Jezus dziś, idąc z nami w naszej drodze do Emaus, wyjaśnia nam Pisma w
Liturgii Słowa. On daje nam słowo nadziei, słowo Bożego Miłosierdzia dla
nas i całego świata. On chce, abyśmy to słowo chłonęli jak gąbka, by nasze
serce pałało, gdy je słyszymy.
Jezus Zmartwychwstały dziś, przy tym ołtarzu, który jest naszym
cotygodniowym Emaus, daje się nam rozpoznać przy łamaniu chleba.
Wszystko to po to, aby orędzie nadziei przeniknęło nas, aby zapadło w
nasze serca i przemieniło to co beznadziejne w źródło nadziei, to w
ludzkich kalkulacjach jest praktycznie niemożliwe.
Drodzy Bracia i Siostry!
Jakież to dziwne spotkanie?
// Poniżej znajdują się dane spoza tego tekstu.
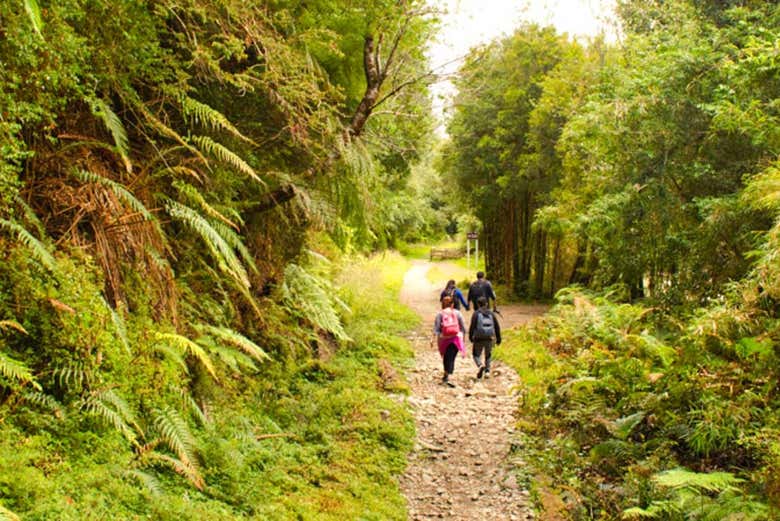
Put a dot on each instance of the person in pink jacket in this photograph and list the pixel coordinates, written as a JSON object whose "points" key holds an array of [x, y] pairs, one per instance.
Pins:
{"points": [[449, 329]]}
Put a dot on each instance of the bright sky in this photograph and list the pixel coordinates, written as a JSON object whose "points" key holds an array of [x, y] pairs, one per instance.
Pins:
{"points": [[467, 23]]}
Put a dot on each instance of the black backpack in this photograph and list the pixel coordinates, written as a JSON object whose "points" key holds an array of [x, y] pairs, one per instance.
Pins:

Jakież dziwne to nasze spotkanie na
Eucharystii w wieczór Uroczystości Zmartwychwstania Pańskiego?
Dlaczego? Bo ma nas otworzyć na to, że jest Ktoś większy od naszych
ludzkich planów i kalkulacji, które często po ludzku zawodzą. One tak
często czynią z nas ludzi smutnych, zrezygnowanych, niezadowolonych,
sfrustrowanych, których oczekiwania i marzenia nie zostały spełnione,
niosących w sobie znamię porażki i uciekających w swoim życiu przed tymi
niekomfortowymi dla nas momentami naszego życia.
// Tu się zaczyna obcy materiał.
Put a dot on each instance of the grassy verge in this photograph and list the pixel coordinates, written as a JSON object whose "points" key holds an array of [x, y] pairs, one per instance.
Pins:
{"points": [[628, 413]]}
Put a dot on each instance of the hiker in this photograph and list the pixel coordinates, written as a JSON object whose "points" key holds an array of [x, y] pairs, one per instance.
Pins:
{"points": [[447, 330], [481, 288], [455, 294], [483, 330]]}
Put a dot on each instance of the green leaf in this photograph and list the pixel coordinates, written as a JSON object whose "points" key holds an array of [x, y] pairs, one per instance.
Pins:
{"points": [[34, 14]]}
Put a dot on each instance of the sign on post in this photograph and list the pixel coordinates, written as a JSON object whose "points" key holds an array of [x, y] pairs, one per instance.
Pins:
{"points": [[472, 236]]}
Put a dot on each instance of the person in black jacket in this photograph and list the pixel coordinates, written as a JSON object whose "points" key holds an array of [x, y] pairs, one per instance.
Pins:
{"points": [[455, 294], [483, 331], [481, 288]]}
To spotkanie ze Zmartwychwstałym Panem ma nam otworzyć oczy na to,
że On chce, aby historia uczniów z Emaus działa się w naszym codziennym
życiu za każdym razem, gdy spotykamy się z Nim na zwykłej niedzielnej
Eucharystii. To jest ten moment, gdy Zmartwychwstały Pan ma okazję, aby
mógł wejść w nasze życie i je odmienić. Amen.